Thursday, July 29, 2010
Shape-Shifting Dinosaurs
Morph-osaurs: How shape-shifting dinosaurs deceived us
Fascinating article about one my most beloved Dinosaurs as a child - the Triceratops (Ceratopsians). This could change everything we know about a great many horn-billed or frill-fringed Dinosaurs. This also raises a question: has Dinosaur diversity been overestimated, perhaps dramatically, because of paleontologists' failure to take important juveline, sub-adult and adult morphological changes into account? Have we postulated species where none, in fact, may exist?
Labels:
Dinosaur cladistics,
morphology,
phylogeny,
Triceratops
Saturday, July 10, 2010
Arrival in Seattle
Well, I arrived in Seattle Thursday afternoon, a full day and a half before the beginning of the Natural Sciences Seminar. There are about 40 students; ranging in all ages and covering a fairly broad spectrum of academic disciplines. There are a few Ph.D Physics students, and several philosophy students at both the undergraduate and graduate level. There is a biochemistry major, a few in the biological and biomedical sciences (such as myself), and a mathematics major. By and large, physics and philosophy students seem to predominate. It's already been an interesting first day, as we explored the complexities of the DNA molecule.
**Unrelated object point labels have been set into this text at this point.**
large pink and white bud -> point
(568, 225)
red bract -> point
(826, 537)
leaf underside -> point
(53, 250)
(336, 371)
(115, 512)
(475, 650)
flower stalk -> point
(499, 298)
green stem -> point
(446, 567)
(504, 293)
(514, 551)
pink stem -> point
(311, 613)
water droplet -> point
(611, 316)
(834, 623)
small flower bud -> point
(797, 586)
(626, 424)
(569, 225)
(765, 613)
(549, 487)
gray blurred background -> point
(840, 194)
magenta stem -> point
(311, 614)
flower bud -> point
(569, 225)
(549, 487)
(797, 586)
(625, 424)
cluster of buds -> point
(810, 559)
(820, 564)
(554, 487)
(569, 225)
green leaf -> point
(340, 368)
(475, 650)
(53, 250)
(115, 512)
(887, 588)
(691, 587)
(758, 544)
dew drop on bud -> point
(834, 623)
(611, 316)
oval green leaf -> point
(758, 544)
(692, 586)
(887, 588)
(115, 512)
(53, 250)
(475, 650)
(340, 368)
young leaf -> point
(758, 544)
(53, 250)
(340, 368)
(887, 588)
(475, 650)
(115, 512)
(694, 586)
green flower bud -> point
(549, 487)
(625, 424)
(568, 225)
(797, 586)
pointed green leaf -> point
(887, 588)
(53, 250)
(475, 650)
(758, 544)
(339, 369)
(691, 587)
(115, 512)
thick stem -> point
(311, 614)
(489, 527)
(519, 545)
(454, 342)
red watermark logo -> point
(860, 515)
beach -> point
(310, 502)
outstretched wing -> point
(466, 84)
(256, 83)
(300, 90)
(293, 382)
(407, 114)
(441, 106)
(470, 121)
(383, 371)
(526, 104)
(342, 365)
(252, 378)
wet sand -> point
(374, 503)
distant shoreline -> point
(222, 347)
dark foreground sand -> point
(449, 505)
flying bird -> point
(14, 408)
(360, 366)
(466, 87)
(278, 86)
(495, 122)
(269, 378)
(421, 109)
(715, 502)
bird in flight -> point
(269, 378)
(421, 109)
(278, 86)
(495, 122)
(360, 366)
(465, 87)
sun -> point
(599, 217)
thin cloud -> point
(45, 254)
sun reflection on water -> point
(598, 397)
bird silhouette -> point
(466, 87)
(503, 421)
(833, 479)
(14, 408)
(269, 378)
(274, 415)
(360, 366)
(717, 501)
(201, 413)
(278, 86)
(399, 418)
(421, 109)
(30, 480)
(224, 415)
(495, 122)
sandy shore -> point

More to come...this blog is going underground for now
Sunday, June 27, 2010
Does Biology show evidence of Design?
The question is as old as the perennial search for meaning and purposed in the Universe. Does the study of biology show evidence of design? From July 9-18 2010 I have been truly blessed to be participating in an Intelligent Design in the Natural Sciences Seminar in Seattle, WA. Those who are knee-jerk Darwinian Evolutionists, materialists, naturalists, or otherwise fundamentally hostile to the notion of teleology in the natural sciences (and most relevant to me, the biological sciences) will be predictably outraged. I am ecstatic. The reading list, however, is ominous.
I just learned that humans and mice share 99% of our genome. Now, at last genomic sequence count, chimpanzees - our closest evolutionary cousins - shared something like 98.7% of our genome (the exact figures aren't really important). Certain species of marine worms have considerably more genes than humans do. I'm sensing a genomic revolution here.